Normally I’d want to explore a town more but I think after today’s distance I’ll stick close to our hostel.
It’s late and I have to get up early tomorrow to walk day one of the Camino. I have fallen in love with Porto over the past two days. Fitbit tells me I’ve put in two full Camino days of steps while exploring this beautiful city. It’s rich with so much culture, amazing sites and sounds, great food and wine and filled with some of the nicest people you’ll meet.
I’ll keep this short for now but check back as I hopefully add more later. Tomorrow we get up at 6am and start walking our 21 miles to Vila do Conde. We get one last chance to see this beautiful city as we walk to the cathedral to start our pilgrimage.
Today has been a long day. And it’s still going. Our plane was a bit late leaving Seattle and finally took off at 8:30pm. We arrived at Heathrow where we met Justine and Maurice. I can imagine it’s not the easiest for a 16 year old to walk up to someone who is nearly a random stranger in an airport and hang out with them for 5 hours before her cousin shows up. But Justine rolls with the punches and it seemed like her and Maurice were already getting along.
The moms as I’m referring to them (mine and Justine’s) insisted on photo proof that we all successfully met up. So there it is.
We knew our flight on TAP airlines from London to Lisbon has a reputation of being late so we knew there was a possibility that we wouldn’t make our train connection. Well that happened. So we are now sitting on one of the last trains to Porto tonight that feels like it’s moving at a glacial pace.

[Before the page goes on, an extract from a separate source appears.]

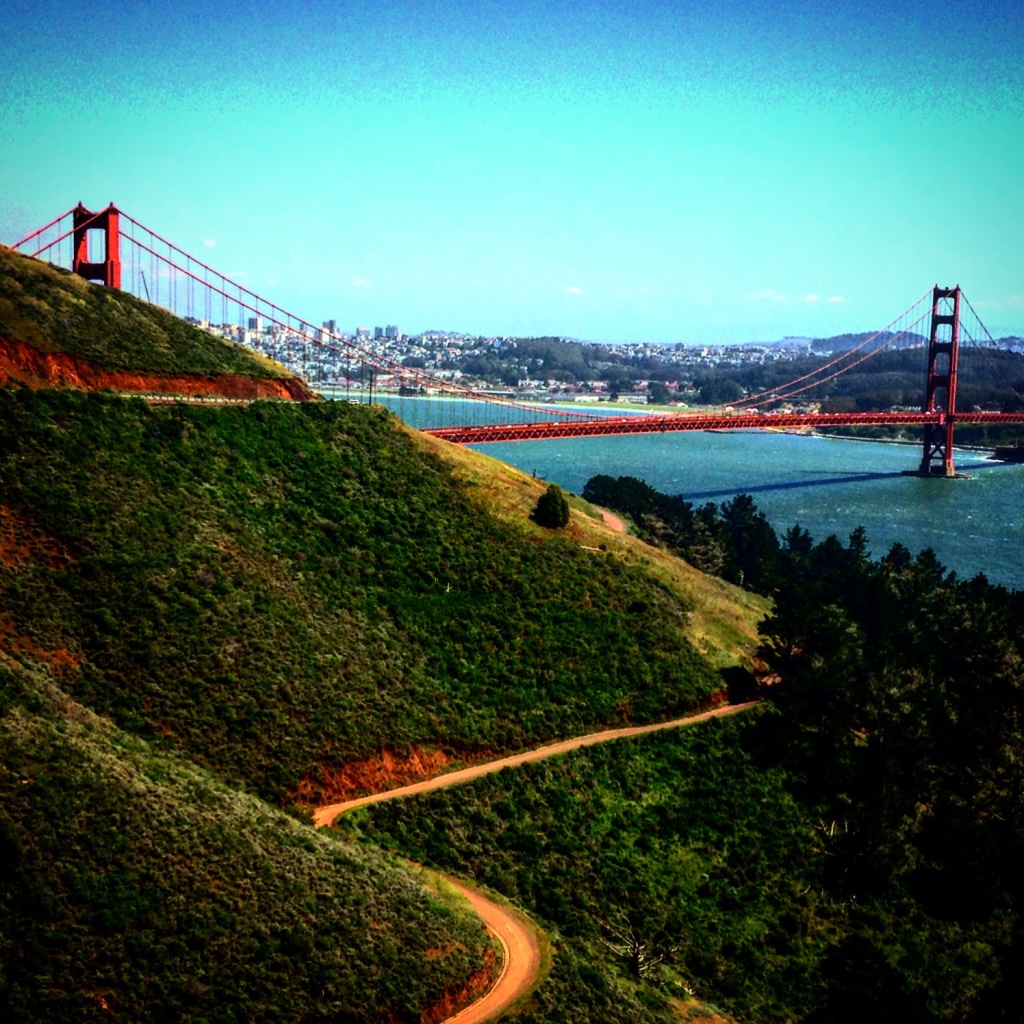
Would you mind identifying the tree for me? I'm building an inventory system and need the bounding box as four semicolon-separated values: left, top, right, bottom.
532;483;569;529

The silver lining of us missing our intended train was that we got to spend more time chatting with my friend Bruno. He’s been so incredibly helpful in the planning of our journey and was kind enough to give us a ride to the train station today and help us get our new train tickets sorted out. We do wish he was joining us on our walk. Another time.
We’ll be getting into Porto around 1am and meeting up with Laurel and Craig at our apartment. After catching up on sleep some of us plan to head to the cathedral in Porto to get our credentials stamped and meet up with our friend John. Tomorrow is a day to explore Porto and late in the afternoon I’ll be hosting a geocaching event. I’m hoping to see some friends from the geocaching world that I haven’t seen in a while. Really looking forward to seeing what Porto has in store for us!